The domestic market continues to expand as industries seek to modernize production lines to boost efficiency and mitigate labor shortages. Additionally, with advancements in AI and machine learning integration, Chinese robot manufacturers are increasingly capable of producing intelligent, high-precision machines that enhance productivity across various sectors.
“The ambitious state-driven plan to retool China’s industries to compete in areas like automation, microchips and self-driving cars— is not being pushed just by the Communist Party’s top leaders. Instead, the drive is also coming from the bottom up: from the businesses and cities across China that know they must modernize or perish.” —Li Yuan, New York Times.
Trouble under the hood
As bold as “Made in China 2025” was in creating quality domestic industrial robot makers, there’s one vast battleground left to conquer: under the hood, which is where 70% of a robot’s cost resides.
It’s under a robot’s hood, where a robot’s actuators, servos, reducers, joints and cabling reside, that sets Japan apart from all others, making it the kingpin of precision robot components. And it’s exactly under a robot’s hood where China has plans to upset Japan’s long-held parts monopoly, which currently has a lock on more than 70% of the robot parts business.
“We aim to increase the market share of homegrown servomotors, speed reducers and control panels in China to over 30 percent,” said Qu Xianming, an expert with the National Manufacturing Strategy Advisory Committee, which advises the government on plans to upgrade the manufacturing sector.
SEE ALSO: Under the Hood: China’s Robot Parts Industry
China challenges the foreign robot parts monopoly’s 75% market share
Fear and Loathing of “Made in China 2025”
As the saying goes, no good deed deserves to go unpunished, and “Made in China 2025” got a large helping from the developed nations of the world, especially from America, which could well be a potential market for China’s industrial robots.
The world tossed in the fear card on China in 2018, after which, China retracted much of its promotion of “Made in China 2025”. Discretion seemed best at the time, but the program still continued on full bore—but undercover.
The production of EVs was a good comparison of what might happen with China’s industrial robots. China pumped billions into its EV car manufacturers, becoming the largest EV maker and market in the world. Many foreign countries feared BYD high-quality EVs at $27, 000 would ship by the boatload to the U.S., where local EVs where no match for a stylish BYD that Americans would most likely readily scoop up for $27k.

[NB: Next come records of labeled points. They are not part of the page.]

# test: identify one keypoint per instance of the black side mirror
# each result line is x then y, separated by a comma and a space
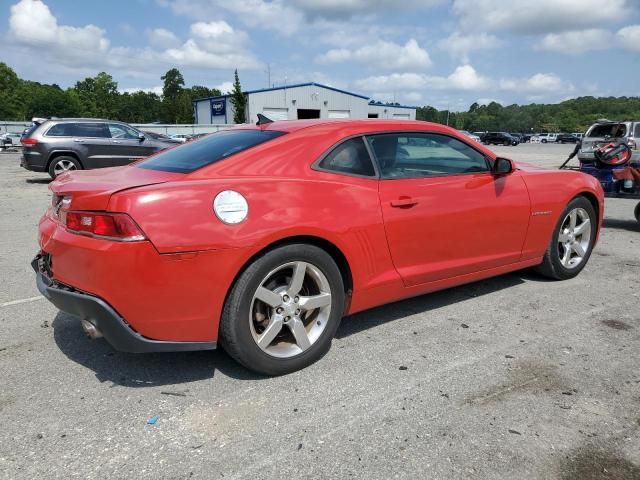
502, 166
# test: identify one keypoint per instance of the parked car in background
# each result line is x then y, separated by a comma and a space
499, 138
180, 137
605, 132
58, 145
547, 137
196, 248
9, 139
160, 136
472, 136
567, 138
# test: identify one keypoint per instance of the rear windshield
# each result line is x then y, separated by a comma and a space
614, 130
207, 150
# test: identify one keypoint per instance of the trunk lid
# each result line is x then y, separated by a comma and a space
92, 189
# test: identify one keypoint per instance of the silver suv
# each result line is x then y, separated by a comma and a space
606, 131
62, 144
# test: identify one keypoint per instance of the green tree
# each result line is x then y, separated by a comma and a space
239, 101
98, 96
10, 94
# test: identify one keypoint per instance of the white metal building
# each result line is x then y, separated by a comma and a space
306, 100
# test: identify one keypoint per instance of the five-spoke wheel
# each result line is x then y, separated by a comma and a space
574, 238
283, 310
572, 241
290, 309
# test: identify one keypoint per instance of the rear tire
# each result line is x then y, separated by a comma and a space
267, 298
63, 164
571, 242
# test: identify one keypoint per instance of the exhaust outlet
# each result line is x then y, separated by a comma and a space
90, 329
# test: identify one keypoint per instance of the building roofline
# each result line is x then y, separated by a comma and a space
308, 84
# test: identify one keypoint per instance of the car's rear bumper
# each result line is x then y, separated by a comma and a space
164, 297
104, 318
33, 160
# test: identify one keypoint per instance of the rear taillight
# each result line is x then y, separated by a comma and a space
113, 226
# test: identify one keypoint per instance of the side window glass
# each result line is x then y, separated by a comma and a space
350, 157
122, 131
415, 155
88, 130
59, 130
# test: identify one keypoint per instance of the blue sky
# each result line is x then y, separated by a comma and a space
418, 52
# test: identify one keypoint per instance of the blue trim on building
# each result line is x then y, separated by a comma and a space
308, 84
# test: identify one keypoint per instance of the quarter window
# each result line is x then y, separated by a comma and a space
415, 155
122, 131
350, 157
88, 130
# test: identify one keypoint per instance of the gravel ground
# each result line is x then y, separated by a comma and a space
513, 377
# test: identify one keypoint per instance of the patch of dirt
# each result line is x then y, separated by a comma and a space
524, 377
616, 324
591, 463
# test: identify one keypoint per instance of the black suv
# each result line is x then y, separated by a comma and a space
499, 138
62, 144
567, 138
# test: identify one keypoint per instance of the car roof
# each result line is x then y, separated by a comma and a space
290, 126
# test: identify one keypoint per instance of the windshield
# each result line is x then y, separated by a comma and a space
614, 130
208, 150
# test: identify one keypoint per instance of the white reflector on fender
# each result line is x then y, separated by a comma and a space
230, 207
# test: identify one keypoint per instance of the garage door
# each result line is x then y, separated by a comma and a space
339, 113
276, 113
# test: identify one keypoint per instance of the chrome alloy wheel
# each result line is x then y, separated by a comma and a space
290, 309
574, 238
63, 166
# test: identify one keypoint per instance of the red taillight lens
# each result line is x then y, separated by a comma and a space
115, 226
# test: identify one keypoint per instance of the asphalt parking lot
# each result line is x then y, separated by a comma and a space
512, 377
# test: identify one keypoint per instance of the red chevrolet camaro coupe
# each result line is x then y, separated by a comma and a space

SEE ALSO: Can Homegrown Robots Compete?
China’s Journey to Self-Reliance in Robots
Tomorrow
Over nearly a decade, China’s journey in deploying robotics has shown notable successes but also highlighted significant challenges that could determine the future efficacy of its technological and industrial strategies.
Despite the surge in robot deployment, achieving self-sufficiency in robot technology has proven difficult. One of the ambitious “Made in China 2025” goals was to increase the market share of domestic industrial robot manufacturers to 80% and core component production to 70% by 2025.
Both didn’t happen, and should be on tomorrow’s to-do list. Foreign robot manufacturers still control about 70% of the market. This underscores a reliance on imported technology, especially for critical components such as servo motors, precision reducers, and controllers.
The effort behind “Made in China 2025” was exemplary. It readily showed that China was indeed capable of self-sufficiency in robot technology.
However, now with the country’s demonstrated excellence in AI, totally unrealized in 2015 when the program was initiated, has an opportunity to converge with industrial robotics, which would deliver way more than just self-sufficiency. All of which would be beyond China’s reach if “Made in China 2025” had not happened.